Bagaimana tidak, Moh. Hatta yang setiap hari mengikuti proses formulasi kebijakan sanering bahkan dia sendiri yang mengumumkan kebijakan itu kepada publik harus menerima dampak juga bersama-sama dengan masyarakat. Padahal sebenarnya sang Istri (Ibu Rahmi) sedang menabung uang untuk membeli mesin jahit. Sampai-sampai sang istri pun protes kepada Moh. Hatta mengapa Ia tidak memberitahukan terlebih dahulu kalau nilai mata uang akan dipotong, kalau diberitahu lebih dahulu kan Ia bisa membeli berbagai macam keperluan rumah tangga, makanan, bahkan bisa dibelikan mesin jahit terlebih dahulu sebelum sanering dilakukan.

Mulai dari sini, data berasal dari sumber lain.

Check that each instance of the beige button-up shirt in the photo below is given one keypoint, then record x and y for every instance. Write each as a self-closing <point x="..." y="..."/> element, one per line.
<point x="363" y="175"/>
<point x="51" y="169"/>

Namun, meskipun setiap hari bertemu dengan sang istri tetap saja Hatta tidak pernah menyampaikan apa saja rencana kebijakan yang akan diambil pemerintah khususnya dalam kebijakan pemotongan nilai mata uang ini. "Negarawan", begitu label yang disematkan oleh Prof. Yusuf Irianto kepada Moh. Hatta. Menurut Moh. Hatta tidak ada hubungannya antara kepentingan negara dengan kepentingan pribadi dan keluarganya.
Inilah yang bisa menjadi solusi di tengah pejabat publik yang lagi ramai-ramai korupsi, bahkan bersepakat untuk membentuk UU KPK yang agak ramah bagi pejabat korup, bahkan juga bersepakat untuk memilih komisioner KPK yang agak 'lembek' pada penindakan korupsi yang memilih untuk banyak mencegah. Ayolah para pejabat publik, sadarlah bahwa anda adalah pejabat publik, bukan pejabat hawa nafsu. Jadilah "Negarawan" yang menjadikan kepentingan publik/negara menjadi utama, bukan kepentingan pribadi, keluarga, bisnis, dsb.